Instrumenting Your Code

Access the profiler through the session context and wrap code blocks with section():
from reactor_runtime import get_ctx

def start_session(self):
    while not get_ctx().should_stop():
        with get_ctx().profiler().section("inference"):
            with get_ctx().profiler().section("preprocess"):
                latent = self.preprocess(self.current_prompt)
            with get_ctx().profiler().section("model_forward"):
                output = self.model(latent)
            with get_ctx().profiler().section("vae_decode"):
                frames = self.vae.decode(output)

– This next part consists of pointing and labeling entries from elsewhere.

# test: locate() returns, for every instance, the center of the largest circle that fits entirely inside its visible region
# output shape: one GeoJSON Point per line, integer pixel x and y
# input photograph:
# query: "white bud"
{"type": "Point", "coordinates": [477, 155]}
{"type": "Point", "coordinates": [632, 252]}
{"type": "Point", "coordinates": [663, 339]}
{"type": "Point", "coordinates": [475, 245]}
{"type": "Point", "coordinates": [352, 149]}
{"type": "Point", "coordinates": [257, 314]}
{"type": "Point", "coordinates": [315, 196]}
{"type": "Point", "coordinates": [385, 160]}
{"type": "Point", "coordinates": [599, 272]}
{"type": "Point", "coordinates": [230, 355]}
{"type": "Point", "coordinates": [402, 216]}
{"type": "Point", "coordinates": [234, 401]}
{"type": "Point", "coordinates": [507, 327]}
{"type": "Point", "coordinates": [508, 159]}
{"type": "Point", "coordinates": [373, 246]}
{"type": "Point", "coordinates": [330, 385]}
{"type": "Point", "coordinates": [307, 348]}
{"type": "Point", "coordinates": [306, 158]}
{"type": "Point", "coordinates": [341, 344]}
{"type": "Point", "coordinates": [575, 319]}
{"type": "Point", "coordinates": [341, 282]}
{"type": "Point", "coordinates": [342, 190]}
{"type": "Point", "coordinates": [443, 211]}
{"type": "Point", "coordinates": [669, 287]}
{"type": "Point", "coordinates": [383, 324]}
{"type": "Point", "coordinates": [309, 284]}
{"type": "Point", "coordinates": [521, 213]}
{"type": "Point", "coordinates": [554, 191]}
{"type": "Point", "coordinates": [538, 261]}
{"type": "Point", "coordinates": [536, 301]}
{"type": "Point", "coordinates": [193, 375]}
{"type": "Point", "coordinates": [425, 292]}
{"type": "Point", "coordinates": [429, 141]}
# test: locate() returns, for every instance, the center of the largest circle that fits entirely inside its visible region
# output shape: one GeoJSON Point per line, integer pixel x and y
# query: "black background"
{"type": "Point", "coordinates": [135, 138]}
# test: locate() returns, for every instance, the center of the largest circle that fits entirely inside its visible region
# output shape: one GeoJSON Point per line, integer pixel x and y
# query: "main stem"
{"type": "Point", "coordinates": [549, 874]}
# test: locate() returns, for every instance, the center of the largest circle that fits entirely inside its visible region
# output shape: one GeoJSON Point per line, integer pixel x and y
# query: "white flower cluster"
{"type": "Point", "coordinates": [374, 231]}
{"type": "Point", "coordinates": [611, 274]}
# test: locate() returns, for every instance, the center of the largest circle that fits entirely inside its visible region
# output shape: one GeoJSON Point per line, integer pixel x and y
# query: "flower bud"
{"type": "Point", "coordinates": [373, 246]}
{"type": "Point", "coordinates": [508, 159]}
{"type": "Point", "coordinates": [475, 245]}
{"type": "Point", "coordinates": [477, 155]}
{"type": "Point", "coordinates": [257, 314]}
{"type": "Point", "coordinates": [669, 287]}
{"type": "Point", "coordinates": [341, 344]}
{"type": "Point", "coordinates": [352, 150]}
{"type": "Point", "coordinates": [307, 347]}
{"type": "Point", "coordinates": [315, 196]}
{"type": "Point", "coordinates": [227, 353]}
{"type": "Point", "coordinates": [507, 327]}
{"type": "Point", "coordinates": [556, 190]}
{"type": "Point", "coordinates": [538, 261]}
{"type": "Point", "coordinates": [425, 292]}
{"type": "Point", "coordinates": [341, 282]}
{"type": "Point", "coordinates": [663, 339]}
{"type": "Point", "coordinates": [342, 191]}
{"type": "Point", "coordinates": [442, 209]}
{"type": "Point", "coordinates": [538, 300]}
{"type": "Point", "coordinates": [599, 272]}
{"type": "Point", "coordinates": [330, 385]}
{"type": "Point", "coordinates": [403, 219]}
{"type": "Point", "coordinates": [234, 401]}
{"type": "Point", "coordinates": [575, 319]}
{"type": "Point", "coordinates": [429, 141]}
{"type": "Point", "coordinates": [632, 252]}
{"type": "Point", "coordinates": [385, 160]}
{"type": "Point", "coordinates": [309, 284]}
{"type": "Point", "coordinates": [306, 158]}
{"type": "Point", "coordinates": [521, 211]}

        get_ctx().emit_block(frames)

Nested Sections

Sections can be nested to any depth. Each measurement records the full path through the nesting hierarchy:
with get_ctx().profiler().section("inference"):
    with get_ctx().profiler().section("diffusion"):
        with get_ctx().profiler().section("denoise_step"):
            self.denoise(latent)
This produces the following paths:
FieldValue
section_keydenoise_step
parent_pathinference/diffusion
full_pathinference/diffusion/denoise_step
The hierarchy makes it easy to see both the flat cost of individual operations and how they nest within your pipeline.

The profile_fn Decorator

For functions you want to profile without adding a with block inside, use the profile_fn decorator:
from reactor_runtime.profiling import profile_fn, CudaTimingMode

@profile_fn("vae_decode", cuda_timing=CudaTimingMode.EVENT)
def decode_latents(self, latents):
    return self.vae.decode(latents)
This is equivalent to wrapping the function body in with get_ctx().profiler().section("vae_decode", ...). If no session is active (e.g., during offline testing), the decorator falls back to calling the function directly with no overhead.

CUDA Timing Modes

By default, sections are timed with time.perf_counter() (CPU wall-clock time). For GPU-bound operations this can be inaccurate because GPU work is asynchronous. The profiler provides three timing modes:
from reactor_runtime.profiling.profiler import CudaTimingMode

CudaTimingMode.NONE (default)

CPU timing only. Use for operations that do not touch the GPU.
with get_ctx().profiler().section("json_parsing"):
    data = json.loads(response)

CudaTimingMode.EVENT

Records CUDA events at section entry and exit, then computes the elapsed GPU time when the session ends. This avoids synchronization during the section itself, making it the most efficient mode for single-stream GPU work.
with get_ctx().profiler().section("model_forward", cuda_timing=CudaTimingMode.EVENT):
    output = self.model(input)

CudaTimingMode.SYNC

Performs a full torch.cuda.synchronize() at both entry and exit, then measures wall-clock time. Gives accurate results when multiple CUDA streams are in use, at the cost of higher overhead.
with get_ctx().profiler().section("pipeline", cuda_timing=CudaTimingMode.SYNC):
    with torch.cuda.stream(stream1):
        result1 = op1(data)
    with torch.cuda.stream(stream2):
        result2 = op2(data)

Choosing a Mode

ModeOverheadAccuracyBest For
NONENoneCPU onlyData loading, pre/post processing, CPU-bound work
EVENT~1%Single-stream GPUMost inference forward passes
SYNC~5-20%Multi-stream GPUPipelined or overlapping GPU work
If CUDA is not available (no GPU or PyTorch not installed), EVENT and SYNC automatically fall back to CPU timing.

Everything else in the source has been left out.